The Presidency and leading opposition party, the All Progressives Congress, on Monday took their battle for the 2015 elections to Washington D.C., in the United States of America.
The forum on Nigeria’s preparations for the 2015 elections, degenerated to a war of words, after opposition leaders in the country pointed at alleged failings of President Goodluck Jonathan in governance and his sincerity towards free and fair elections.
The forum held under the auspices of the Washington-based Centre for Strategic and International Studies, CSIS nearly boiled over after Dr. Doyin Okupe who led the presidency and PDP delegation warned APC not to bring the personality of the president into the forum.

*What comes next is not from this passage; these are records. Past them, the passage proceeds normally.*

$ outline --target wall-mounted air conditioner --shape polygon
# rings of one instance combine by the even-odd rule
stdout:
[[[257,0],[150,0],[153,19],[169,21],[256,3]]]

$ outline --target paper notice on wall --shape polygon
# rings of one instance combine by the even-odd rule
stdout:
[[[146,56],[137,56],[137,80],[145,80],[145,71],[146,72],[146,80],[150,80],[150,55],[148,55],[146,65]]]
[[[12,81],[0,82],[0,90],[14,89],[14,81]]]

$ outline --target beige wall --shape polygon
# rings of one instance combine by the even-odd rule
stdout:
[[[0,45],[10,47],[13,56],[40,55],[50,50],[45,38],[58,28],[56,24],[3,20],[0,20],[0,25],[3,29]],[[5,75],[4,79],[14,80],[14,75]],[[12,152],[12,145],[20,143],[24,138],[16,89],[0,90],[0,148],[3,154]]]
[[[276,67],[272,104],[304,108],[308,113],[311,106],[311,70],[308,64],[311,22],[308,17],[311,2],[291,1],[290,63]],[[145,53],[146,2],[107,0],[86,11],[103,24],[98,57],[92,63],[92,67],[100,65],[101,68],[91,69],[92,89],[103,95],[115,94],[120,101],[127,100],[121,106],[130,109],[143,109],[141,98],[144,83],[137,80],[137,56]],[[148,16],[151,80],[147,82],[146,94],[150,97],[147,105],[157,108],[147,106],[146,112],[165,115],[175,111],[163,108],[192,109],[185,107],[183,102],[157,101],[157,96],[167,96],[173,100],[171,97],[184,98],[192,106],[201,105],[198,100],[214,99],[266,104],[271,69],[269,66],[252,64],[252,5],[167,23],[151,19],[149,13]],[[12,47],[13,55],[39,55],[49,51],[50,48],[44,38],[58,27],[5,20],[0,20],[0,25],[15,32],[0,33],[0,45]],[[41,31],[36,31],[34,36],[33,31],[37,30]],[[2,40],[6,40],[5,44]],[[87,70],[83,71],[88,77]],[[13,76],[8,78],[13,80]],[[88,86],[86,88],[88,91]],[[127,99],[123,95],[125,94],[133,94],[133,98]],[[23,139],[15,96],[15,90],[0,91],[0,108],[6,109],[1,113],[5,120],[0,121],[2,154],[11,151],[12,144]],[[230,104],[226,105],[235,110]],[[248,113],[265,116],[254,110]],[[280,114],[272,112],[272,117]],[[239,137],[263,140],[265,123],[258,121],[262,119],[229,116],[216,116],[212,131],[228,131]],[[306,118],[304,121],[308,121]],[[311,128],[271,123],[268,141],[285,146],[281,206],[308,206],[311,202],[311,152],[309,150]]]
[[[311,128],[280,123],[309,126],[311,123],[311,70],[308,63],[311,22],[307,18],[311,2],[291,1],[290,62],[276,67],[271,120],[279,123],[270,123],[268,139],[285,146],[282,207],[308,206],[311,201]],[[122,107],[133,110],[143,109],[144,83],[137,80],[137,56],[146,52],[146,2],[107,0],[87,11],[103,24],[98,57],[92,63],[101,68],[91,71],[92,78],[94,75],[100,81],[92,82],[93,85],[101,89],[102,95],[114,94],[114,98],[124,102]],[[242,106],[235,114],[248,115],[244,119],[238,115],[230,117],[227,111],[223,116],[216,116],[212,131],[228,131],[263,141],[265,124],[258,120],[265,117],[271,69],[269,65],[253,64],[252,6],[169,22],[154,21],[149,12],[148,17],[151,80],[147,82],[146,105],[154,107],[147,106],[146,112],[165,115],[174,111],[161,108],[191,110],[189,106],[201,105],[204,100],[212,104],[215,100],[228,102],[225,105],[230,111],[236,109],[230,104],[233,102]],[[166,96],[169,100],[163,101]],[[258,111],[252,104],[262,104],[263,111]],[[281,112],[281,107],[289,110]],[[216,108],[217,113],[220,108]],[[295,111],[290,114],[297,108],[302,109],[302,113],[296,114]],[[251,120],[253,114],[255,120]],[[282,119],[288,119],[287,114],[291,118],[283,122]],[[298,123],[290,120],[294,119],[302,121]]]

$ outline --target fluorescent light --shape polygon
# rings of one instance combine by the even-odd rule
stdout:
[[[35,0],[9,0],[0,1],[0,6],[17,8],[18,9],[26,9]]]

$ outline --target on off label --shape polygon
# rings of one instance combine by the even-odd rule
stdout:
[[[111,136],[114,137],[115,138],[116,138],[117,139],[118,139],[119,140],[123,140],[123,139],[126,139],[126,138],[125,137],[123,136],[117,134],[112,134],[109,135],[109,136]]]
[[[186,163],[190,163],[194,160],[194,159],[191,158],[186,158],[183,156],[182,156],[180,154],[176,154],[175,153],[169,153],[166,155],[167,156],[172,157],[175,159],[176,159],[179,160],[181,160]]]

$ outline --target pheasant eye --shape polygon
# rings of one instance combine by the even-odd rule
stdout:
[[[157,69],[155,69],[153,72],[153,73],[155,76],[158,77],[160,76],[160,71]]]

Dr. Okupe who had started by claiming that he would not wash the country’s dirty linen in public, however, exploded when Alhaji Lai Mohammed, the APC spokesman, hinted at the administration’s failure to address transparency issues including the alleged missing $20 billion oil revenue and other indiscretions and failings of the government…
“Alhaji Lai Mohammed should not cast aspersions on the president of the Federal Republic of Nigeria because if he does that, he knows me and what I can do,” Okupe said as he went on to project the 2011 elections as the best in the country’s history which he said, were only dented by violence inspired by opposition politicians.
Nigeria’s ambassador to the United States, Prof. Ade Adefuye in his summary of the discussions praised the two sides saying that the articulation of the two parties was reflective of the high level of political discourse in Nigeria. He nevertheless warned the two sides not to wash the country’s image in public.
Okupe had a Senior Special Assistant to the President, Sanya Awosan and Fred Majemite, Political Adviser to the Governor of Delta State on the panel. Besides Mohammed, the APC was represented by Senator Babafemi Ojodu, APC, Ekiti Central. The event was attended by Nigerian professionals, American specialists on Africa and state department officials among others.
Faulting Okupe’s assertion that the problems of Nigeria should be internalised, Ojudu said: “We cannot be an island of our own”.